De Lambermontstraat is gelegen in het Zuidkwartier, tussen de Kronenburgstraat en de Marnixplaats. De straat maakt deel uit van het oorspronkelijke verkavelingsplan van het Zuid opgemaakt rond 1875, gekenmerkt door rechte straten die waaiervormig gegroepeerd zijn rond pleinen. De Lambermontstraat hoort bij de straalsgewijze stratenbundel rond de Marnixplaats. In het verlengde van de Lambermontstraat, aan de andere kant van het ronde plein, ligt de Zwijgerstraat. Oorspronkelijk sloeg deze straatnaam ook op de Lambermontstraat, die in 1884 een eigen naam kreeg, ter ere van baron F.A. Lambermont (1819-1905). Deze was secretaris-generaal van Buitenlandse zaken, een functie waarin hij in 1863 de Scheldetol kon vrijkopen van Nederland. Het thema van de Scheldetol komt meermaals voor op het Zuid, onder meer met het grote monument op de Marnixplaats.
De straat heeft een eind-19de- en begin-20ste-eeuwse basisbebouwing met gecombineerde functies. Van bij het begin werd wonen gecombineerd met winkels en nijverheden. Er waren onder meer een chocoladefabriek, een hoefsmederij en talrijke magazijnen en werkhuizen in de achterbouwen. Het straatbeeld is anno 2012 sterk gewijzigd: talrijke nieuwbouwprojecten zorgden er voor dat het originele straatbeeld slechts fragmentarisch bewaard is.
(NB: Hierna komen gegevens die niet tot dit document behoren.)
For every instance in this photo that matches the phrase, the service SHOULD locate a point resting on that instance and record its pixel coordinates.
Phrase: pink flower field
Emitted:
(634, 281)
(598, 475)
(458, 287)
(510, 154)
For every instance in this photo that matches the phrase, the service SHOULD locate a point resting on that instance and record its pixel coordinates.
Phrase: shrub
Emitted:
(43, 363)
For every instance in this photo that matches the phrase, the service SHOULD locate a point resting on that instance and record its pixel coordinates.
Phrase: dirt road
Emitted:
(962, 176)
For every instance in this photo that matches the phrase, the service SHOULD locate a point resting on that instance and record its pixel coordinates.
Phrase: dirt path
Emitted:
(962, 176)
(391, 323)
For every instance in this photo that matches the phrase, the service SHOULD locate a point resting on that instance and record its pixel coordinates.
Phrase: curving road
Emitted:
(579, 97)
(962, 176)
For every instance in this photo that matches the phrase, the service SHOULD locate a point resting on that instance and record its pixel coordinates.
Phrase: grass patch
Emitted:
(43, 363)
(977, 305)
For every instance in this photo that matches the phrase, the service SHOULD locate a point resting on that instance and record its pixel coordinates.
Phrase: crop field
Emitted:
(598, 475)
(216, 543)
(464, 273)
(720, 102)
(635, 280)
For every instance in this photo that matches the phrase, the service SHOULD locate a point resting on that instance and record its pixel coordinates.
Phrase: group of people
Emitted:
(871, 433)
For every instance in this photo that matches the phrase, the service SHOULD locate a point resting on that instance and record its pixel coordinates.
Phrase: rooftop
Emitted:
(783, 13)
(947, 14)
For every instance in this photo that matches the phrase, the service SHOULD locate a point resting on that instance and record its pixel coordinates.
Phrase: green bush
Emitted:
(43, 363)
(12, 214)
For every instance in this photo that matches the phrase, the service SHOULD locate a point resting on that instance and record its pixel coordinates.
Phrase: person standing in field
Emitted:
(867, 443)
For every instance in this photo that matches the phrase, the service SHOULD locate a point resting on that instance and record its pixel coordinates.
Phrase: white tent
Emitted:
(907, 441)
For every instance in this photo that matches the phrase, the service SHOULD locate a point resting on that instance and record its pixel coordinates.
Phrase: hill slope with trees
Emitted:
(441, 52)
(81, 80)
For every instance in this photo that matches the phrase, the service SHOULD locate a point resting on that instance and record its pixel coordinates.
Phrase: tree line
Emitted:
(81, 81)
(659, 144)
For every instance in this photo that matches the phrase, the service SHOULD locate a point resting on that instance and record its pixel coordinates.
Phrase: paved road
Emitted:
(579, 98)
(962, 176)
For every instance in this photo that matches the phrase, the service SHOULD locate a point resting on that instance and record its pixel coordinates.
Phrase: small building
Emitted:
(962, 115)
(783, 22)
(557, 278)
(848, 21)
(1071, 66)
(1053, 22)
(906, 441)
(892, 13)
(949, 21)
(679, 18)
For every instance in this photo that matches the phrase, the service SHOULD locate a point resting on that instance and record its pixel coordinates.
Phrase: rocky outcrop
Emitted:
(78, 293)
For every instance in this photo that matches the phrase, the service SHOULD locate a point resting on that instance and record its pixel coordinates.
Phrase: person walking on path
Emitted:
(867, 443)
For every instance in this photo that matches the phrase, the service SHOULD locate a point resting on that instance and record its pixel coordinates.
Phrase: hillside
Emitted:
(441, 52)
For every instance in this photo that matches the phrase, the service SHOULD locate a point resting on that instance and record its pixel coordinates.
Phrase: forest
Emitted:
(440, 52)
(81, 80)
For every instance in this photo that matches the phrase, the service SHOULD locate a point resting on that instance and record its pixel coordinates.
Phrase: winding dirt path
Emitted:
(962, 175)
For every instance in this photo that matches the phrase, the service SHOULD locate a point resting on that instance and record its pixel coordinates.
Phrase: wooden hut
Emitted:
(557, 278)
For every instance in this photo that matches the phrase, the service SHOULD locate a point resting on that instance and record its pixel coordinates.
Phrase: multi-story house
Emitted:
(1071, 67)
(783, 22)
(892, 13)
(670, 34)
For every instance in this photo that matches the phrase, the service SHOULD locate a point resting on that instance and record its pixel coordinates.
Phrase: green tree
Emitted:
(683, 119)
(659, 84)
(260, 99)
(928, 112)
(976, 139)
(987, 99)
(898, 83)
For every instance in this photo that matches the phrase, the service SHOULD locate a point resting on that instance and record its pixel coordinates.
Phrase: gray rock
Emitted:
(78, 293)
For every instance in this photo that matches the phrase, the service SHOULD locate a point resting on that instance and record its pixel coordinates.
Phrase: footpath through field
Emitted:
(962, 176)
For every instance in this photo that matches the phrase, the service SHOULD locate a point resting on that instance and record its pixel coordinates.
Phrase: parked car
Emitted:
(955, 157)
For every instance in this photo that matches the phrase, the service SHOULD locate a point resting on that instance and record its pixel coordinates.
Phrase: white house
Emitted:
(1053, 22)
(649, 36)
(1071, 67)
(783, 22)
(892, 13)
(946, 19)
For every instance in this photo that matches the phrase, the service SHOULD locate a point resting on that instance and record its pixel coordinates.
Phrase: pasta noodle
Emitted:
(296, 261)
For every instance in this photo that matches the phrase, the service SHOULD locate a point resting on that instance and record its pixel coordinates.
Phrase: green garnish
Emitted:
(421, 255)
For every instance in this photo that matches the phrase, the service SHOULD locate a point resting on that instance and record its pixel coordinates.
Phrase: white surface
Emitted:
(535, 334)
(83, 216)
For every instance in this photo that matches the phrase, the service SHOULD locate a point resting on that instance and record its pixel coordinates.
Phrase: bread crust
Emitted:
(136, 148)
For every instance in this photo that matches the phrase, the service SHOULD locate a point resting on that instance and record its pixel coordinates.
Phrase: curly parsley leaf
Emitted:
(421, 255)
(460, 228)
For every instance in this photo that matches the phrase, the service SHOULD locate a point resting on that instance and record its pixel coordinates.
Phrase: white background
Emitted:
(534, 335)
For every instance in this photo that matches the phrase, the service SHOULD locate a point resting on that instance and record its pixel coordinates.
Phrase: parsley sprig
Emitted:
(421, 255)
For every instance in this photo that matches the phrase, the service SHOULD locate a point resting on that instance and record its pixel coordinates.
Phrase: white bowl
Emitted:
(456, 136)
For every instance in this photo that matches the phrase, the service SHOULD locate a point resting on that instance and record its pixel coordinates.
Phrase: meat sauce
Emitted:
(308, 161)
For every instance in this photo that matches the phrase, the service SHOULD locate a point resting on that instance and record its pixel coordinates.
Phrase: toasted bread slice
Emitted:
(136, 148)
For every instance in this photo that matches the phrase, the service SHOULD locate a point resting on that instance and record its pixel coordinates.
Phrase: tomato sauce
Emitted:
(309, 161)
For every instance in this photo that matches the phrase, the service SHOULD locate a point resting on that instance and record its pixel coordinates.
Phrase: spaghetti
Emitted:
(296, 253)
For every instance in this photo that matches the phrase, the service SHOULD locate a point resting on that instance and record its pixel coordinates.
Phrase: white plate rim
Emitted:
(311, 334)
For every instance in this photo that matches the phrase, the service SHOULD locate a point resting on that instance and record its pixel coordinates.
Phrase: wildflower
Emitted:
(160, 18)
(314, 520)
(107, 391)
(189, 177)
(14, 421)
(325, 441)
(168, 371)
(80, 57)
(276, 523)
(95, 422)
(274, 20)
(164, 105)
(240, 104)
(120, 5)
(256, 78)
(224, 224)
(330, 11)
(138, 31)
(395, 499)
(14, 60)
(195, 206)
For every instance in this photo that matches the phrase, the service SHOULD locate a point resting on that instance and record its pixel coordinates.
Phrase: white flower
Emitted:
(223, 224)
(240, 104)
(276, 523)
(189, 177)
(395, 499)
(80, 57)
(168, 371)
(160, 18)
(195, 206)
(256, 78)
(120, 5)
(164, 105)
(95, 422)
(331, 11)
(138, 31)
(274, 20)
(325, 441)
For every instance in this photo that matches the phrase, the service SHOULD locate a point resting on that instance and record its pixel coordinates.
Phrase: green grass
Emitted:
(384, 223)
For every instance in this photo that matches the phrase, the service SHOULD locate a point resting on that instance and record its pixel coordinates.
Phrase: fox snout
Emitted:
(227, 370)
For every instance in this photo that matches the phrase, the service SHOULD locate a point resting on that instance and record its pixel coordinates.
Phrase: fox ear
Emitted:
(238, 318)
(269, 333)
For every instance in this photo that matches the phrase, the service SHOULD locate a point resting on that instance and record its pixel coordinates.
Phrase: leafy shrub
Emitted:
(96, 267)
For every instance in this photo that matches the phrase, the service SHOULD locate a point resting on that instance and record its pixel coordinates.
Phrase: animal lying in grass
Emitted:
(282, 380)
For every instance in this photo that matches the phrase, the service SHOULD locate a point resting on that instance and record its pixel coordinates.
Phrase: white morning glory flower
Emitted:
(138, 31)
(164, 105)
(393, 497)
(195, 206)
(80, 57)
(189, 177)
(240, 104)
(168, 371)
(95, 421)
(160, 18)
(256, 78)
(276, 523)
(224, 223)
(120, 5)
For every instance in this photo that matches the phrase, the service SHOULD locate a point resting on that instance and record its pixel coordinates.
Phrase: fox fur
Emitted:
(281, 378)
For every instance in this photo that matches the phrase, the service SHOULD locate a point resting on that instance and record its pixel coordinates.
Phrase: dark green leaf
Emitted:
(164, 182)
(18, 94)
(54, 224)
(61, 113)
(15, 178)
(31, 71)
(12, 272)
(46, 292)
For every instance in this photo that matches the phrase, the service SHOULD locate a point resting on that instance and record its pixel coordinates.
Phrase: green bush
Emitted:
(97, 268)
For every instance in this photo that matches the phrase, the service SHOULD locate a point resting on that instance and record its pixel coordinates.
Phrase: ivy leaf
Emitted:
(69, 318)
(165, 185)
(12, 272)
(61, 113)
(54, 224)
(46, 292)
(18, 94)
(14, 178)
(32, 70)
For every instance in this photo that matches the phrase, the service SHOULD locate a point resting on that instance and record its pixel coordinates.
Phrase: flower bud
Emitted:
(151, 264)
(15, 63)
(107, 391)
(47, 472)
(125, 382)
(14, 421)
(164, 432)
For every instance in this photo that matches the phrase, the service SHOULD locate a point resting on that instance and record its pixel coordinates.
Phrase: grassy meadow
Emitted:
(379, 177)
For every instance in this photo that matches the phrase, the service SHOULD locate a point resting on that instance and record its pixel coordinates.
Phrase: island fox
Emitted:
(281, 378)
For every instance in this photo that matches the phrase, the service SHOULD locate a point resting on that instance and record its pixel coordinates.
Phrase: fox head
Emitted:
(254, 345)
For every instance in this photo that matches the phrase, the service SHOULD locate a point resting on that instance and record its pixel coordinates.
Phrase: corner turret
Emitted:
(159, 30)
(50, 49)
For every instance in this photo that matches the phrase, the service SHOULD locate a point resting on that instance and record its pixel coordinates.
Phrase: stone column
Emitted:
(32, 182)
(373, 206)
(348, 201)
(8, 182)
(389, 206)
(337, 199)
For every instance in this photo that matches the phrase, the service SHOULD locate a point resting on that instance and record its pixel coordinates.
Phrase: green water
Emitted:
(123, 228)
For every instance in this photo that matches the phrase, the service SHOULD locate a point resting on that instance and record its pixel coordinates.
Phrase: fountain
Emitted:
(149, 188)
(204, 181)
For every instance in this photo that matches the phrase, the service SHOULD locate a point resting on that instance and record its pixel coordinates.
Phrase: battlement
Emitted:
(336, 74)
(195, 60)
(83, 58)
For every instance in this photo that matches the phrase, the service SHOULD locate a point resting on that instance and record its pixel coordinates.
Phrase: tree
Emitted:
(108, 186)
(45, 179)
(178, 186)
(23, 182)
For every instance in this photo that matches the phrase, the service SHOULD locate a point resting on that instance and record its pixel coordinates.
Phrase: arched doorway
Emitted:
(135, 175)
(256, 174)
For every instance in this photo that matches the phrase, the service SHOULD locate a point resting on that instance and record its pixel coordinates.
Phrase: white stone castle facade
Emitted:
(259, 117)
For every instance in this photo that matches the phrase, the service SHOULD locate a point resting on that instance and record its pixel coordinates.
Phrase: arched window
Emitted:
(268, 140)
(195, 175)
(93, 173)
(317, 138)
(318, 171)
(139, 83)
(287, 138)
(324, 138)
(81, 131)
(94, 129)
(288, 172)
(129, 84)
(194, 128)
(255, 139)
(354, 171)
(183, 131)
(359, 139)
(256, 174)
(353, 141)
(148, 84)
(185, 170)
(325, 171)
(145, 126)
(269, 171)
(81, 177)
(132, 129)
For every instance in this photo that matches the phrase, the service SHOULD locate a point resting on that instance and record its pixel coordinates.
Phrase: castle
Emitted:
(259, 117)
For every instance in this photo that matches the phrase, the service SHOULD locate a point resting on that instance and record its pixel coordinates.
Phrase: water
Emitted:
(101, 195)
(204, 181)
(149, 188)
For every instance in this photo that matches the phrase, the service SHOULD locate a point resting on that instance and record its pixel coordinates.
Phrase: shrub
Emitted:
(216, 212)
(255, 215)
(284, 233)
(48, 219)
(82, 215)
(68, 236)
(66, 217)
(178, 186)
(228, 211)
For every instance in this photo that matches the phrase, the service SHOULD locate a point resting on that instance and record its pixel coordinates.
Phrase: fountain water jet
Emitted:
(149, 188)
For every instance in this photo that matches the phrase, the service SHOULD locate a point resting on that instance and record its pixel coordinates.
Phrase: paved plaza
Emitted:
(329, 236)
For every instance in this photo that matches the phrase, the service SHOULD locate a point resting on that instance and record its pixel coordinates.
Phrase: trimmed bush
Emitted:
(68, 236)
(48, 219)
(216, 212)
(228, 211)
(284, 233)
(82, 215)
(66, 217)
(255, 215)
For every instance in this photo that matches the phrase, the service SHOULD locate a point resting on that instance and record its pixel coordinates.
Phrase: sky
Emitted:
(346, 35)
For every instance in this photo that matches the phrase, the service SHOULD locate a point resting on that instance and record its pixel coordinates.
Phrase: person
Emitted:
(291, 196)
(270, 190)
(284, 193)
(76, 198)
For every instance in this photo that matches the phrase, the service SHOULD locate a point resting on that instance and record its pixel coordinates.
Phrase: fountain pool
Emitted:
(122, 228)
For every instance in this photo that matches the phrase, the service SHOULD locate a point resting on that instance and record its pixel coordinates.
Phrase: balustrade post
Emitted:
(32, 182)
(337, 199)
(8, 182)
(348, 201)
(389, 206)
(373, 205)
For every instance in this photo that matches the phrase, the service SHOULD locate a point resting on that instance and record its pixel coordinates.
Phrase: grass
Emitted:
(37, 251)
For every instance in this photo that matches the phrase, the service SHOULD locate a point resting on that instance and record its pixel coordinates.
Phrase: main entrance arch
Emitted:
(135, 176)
De woonhuizen in de straat kregen ofwel een neoclassicistische ofwel een bakstenen, eclectisch getinte lijstgevel. Het zijn doorgaans enkelhuizen van drie traveeën en drie bouwlagen, een type woning dat de standaardbebouwing vormt op het Zuid. Nummer 4 is een neoclassicistische stadswoning die in 1902 werd gebouwd voor Borstlap. Nummer 11 is een burgerwoning met een rijker aangekleed, minder gestandaardiseerd parement met elementen uit de neo-Vlaamse renaissance. De woning werd ontworpen in 1904 door L. Hendrikx voor Van Someren. Het hoekpand met de Marnixplaats (58) werd samen met het aansluitend pand op het plein gebouwd rond 1885 voor August Somers. Het is een van de oudste panden in de straat; de neoclassicistische lijstgevels werden deels gedecapeerd.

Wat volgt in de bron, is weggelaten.